Prosecutors with the U.S. Attorney’s Office in Los Angeles accused Oren David Sela, 35, of three counts of bank fraud, one count of aggravated identity theft, one count of possession of 15 or more unauthorized access devices, one count of unlawful possession of at least five identity documents, and two counts of possession of stolen mail in a previously sealed indictment filed Oct. 6. If convicted as charged, he could face a maximum sentence of up to 75 years in federal prison.
The BHPD’s investigation into the matter began with a report of fraud on April 6, 2022, targeting a local resident identified as A.W., in the indictment against Sela. The victim’s family told officers someone had withdrawn well over $400,000 out of their Bank of America account and deposited it into a separate one that was also under A.W.’s name.
BHPD Det. Eric Bender learned that the application for the fraudulent account listed an address on the 900 block of Westmount Drive in West Hollywood, Sela’s residence at the time. His email address was also linked to the phony account. Notifications sent by Bank of America to that email address attempted to notify the named Bank of America client that “someone on your account switched to a new device by moving the SIM card,” according to the indictment.
While the investigation was still in progress, Sela was stopped by the BHPD on Dec. 21, 2022 while driving a Mercedes-Benz that had been reported stolen. Officers found a total of six banking cards bearing the names of four separate victims, as well as three cell phones.

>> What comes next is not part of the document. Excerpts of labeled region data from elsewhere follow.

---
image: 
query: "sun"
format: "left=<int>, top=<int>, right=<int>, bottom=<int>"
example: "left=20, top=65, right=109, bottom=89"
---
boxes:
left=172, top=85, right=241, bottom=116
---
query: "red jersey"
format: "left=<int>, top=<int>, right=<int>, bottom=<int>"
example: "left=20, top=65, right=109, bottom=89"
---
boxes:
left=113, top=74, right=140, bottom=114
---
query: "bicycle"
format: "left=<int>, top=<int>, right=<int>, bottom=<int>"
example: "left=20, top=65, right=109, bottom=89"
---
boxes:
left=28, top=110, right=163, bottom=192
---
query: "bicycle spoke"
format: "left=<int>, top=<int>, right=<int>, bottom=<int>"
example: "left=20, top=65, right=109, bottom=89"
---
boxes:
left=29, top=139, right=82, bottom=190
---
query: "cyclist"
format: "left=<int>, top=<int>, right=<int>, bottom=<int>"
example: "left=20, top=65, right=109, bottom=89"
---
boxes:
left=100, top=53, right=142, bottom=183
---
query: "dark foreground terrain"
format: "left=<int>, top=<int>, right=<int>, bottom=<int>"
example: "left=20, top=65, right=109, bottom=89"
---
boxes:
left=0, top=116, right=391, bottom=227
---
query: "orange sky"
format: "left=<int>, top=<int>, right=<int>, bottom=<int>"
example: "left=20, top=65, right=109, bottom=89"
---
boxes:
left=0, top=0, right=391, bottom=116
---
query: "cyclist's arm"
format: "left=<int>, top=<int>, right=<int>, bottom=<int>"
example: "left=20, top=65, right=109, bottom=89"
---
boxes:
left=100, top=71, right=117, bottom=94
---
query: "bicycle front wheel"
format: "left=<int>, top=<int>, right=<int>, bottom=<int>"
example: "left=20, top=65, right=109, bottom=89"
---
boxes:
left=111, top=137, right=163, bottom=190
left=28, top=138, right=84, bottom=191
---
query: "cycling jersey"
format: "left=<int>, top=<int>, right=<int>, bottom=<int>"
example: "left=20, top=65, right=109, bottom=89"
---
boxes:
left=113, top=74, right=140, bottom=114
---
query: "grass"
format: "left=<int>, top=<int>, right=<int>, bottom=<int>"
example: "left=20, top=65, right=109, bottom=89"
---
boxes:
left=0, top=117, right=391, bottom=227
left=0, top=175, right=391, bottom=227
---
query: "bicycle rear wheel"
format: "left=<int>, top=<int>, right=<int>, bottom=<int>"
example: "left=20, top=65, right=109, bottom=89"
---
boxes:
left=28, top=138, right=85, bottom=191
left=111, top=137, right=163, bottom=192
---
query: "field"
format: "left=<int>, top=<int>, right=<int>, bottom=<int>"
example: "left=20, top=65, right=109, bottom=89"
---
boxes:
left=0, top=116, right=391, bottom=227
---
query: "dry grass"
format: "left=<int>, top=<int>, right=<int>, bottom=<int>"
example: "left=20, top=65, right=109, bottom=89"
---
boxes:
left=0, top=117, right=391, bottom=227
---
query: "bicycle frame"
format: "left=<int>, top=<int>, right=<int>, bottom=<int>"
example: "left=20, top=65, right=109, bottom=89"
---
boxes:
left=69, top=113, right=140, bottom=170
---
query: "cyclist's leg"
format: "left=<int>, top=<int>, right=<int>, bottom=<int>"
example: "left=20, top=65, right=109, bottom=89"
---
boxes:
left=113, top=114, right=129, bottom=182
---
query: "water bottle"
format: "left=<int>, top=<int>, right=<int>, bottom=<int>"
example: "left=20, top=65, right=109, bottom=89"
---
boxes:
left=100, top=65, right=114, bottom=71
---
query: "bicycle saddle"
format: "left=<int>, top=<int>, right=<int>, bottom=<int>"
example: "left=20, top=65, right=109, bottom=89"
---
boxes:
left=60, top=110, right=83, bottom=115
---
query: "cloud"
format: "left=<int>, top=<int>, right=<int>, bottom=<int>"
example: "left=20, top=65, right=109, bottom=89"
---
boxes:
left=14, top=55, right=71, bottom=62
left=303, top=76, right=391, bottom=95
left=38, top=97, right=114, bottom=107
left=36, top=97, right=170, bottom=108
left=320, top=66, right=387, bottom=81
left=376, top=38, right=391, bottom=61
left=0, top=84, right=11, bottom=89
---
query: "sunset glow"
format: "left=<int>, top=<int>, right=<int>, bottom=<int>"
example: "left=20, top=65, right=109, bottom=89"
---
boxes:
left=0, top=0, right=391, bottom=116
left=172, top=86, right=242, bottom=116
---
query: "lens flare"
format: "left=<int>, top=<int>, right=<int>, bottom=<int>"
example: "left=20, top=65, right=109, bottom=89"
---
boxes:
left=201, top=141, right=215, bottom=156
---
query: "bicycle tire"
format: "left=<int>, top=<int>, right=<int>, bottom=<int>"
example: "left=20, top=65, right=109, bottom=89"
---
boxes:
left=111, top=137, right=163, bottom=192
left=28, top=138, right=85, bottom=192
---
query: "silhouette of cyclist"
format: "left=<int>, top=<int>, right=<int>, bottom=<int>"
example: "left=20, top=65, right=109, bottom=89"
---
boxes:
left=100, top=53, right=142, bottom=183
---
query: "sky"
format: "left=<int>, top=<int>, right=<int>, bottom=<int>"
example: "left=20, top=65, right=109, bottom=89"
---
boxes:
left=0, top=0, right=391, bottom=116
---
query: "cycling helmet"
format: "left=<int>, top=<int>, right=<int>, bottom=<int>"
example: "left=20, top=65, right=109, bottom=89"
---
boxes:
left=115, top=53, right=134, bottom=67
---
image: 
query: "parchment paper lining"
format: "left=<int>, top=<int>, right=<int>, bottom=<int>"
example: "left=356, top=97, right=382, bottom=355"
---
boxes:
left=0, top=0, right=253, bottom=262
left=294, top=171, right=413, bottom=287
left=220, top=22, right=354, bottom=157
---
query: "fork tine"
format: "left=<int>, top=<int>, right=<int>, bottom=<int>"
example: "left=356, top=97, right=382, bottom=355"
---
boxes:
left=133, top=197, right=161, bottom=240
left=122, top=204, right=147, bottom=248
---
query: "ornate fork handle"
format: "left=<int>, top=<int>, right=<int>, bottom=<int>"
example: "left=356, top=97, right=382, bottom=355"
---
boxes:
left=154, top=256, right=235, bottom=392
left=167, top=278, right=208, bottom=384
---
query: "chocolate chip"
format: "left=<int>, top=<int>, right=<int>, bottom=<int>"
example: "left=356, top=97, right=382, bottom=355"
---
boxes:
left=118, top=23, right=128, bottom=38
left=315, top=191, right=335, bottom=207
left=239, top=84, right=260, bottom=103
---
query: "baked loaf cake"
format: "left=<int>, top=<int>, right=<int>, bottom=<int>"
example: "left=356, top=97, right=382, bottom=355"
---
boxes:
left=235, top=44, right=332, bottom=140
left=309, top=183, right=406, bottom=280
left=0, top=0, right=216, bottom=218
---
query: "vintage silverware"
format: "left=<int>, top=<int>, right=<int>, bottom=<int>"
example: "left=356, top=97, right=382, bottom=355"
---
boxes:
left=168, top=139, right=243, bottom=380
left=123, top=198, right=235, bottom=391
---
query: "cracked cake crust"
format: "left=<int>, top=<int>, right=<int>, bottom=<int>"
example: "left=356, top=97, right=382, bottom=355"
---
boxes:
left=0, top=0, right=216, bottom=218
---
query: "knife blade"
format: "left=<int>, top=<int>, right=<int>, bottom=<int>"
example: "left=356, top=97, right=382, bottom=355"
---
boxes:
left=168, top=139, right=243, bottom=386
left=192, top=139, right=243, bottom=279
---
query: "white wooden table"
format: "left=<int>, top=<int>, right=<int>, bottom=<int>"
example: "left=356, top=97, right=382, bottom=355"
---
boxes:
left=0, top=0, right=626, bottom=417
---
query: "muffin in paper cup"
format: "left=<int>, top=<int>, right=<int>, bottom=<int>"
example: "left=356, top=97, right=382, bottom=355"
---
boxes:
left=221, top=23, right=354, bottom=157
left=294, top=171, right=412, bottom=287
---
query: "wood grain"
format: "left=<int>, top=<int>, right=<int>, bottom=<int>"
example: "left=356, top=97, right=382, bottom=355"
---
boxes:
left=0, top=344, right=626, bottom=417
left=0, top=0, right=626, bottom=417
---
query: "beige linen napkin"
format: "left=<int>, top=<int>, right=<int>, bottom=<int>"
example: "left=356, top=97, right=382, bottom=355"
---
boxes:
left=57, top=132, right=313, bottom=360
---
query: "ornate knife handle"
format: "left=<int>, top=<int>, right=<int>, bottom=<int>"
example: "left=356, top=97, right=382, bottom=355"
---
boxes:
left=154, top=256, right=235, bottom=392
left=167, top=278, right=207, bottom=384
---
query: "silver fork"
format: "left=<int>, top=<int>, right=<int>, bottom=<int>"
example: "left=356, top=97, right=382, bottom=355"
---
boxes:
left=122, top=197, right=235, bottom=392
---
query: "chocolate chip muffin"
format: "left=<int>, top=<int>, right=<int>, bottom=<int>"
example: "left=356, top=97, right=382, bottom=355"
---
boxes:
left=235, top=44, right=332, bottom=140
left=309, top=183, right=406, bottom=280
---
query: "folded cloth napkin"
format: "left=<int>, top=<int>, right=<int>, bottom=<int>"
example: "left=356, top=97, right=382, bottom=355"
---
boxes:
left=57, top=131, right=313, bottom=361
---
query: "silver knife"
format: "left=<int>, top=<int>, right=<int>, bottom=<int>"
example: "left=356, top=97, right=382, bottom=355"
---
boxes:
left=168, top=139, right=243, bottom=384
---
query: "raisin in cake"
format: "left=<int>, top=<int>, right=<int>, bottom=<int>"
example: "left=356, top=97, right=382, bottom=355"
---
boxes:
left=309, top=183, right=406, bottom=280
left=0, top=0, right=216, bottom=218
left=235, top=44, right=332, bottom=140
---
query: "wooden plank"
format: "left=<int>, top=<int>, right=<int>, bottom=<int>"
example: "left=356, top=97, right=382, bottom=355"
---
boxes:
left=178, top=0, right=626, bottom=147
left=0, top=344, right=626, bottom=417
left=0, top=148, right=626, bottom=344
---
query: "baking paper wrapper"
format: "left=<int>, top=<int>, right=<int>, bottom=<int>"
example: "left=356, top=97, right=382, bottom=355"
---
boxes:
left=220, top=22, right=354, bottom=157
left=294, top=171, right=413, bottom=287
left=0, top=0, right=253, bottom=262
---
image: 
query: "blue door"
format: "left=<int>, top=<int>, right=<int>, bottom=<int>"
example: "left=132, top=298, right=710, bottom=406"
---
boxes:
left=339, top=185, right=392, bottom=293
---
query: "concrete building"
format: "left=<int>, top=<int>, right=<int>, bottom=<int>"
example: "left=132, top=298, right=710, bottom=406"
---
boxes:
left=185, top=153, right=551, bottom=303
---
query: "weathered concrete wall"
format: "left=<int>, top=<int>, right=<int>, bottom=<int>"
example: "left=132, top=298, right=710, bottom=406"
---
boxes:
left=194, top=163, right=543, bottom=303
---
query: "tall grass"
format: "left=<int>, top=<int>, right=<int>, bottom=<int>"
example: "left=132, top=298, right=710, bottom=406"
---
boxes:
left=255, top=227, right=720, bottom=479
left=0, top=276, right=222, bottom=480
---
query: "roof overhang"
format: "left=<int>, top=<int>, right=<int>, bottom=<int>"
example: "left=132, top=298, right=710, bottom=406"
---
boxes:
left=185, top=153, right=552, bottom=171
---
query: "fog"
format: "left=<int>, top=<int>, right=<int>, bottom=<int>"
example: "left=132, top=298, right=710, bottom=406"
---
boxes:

When police tried to call one of those four victims, identified as M.A. in the indictment, one of the cell phones they seized from Sela rang. When Bender later spoke with that victim’s daughter, he learned that the number officers called had been M.A.’s landline since 1979, and that it had inexplicably stopped working about two years ago.
About $1.88 million had been transferred out of M.A.’s T.D. Ameritrade, Inc. account and deposited into a fraudulent account opened with Fidelity Bank and Charles Schwab Corporation in the victim’s name, according to the indictment.
“Based on my training and experience and my knowledge of this investigation, I believe that this constitutes evidence that Sela ported, or “SIM-swapped,” M.A.’s phone number, likely as part of a broader effort to conduct fraud against M.A.,” U.S. Secret Service Special Agent Derek Van Wang wrote in an affidavit supporting a federal case against Sela.
SIM swapping is the process of reassigning an existing number to a cell phone SIM card, thereby rerouting all further texts and calls. That can allow fraudsters to intercept messages and security notifications intended for their victims.
Evidence gathered by BHPD allowed them to obtain a warrant and search the defendant’s apartment on Dec. 27, 2022. They found a large amount of stolen mail containing victims’ personal information, five genuine California driver’s licenses belonging to different people, seven banking cards linked to confirmed cases of fraud, and statements related to 18 different phony or compromised bank accounts.
Police identified at least 25 victims in Sela’s alleged mail and identity theft scheme, federal prosecutors said. They accused him of using $16,785.58 in stolen funds for the purchase of a watch from Saks Fifth Avenue.
Cameras inside that retailer as well as the Beverly Hills Neiman Marcus showed the defendant using reportedly stolen bank cards to pay for merchandise. Additional surveillance footage showed Sela stealing cards and documents from victims’ mailboxes in the Beverly Hills area.
Despite his arrest in December, investigators allege that he recently attempted to defraud even more people. BHPD Det. Alex Kalé reported that the defendant was seen trying to steal from mailboxes in Beverly Hills on at least three occasions in the last two months, according to the indictment. One of those mailboxes belonged to an elderly man living on Arkell Drive who had been notified that a credit card in his name that he did not apply for was being delivered to him.
The federal public defender assigned to represent Sela could not immediately be reached for comment. The defendant is scheduled to appear at an arraignment hearing at the Edward R. Roybal Federal Building and United States Courthouse on Oct. 30.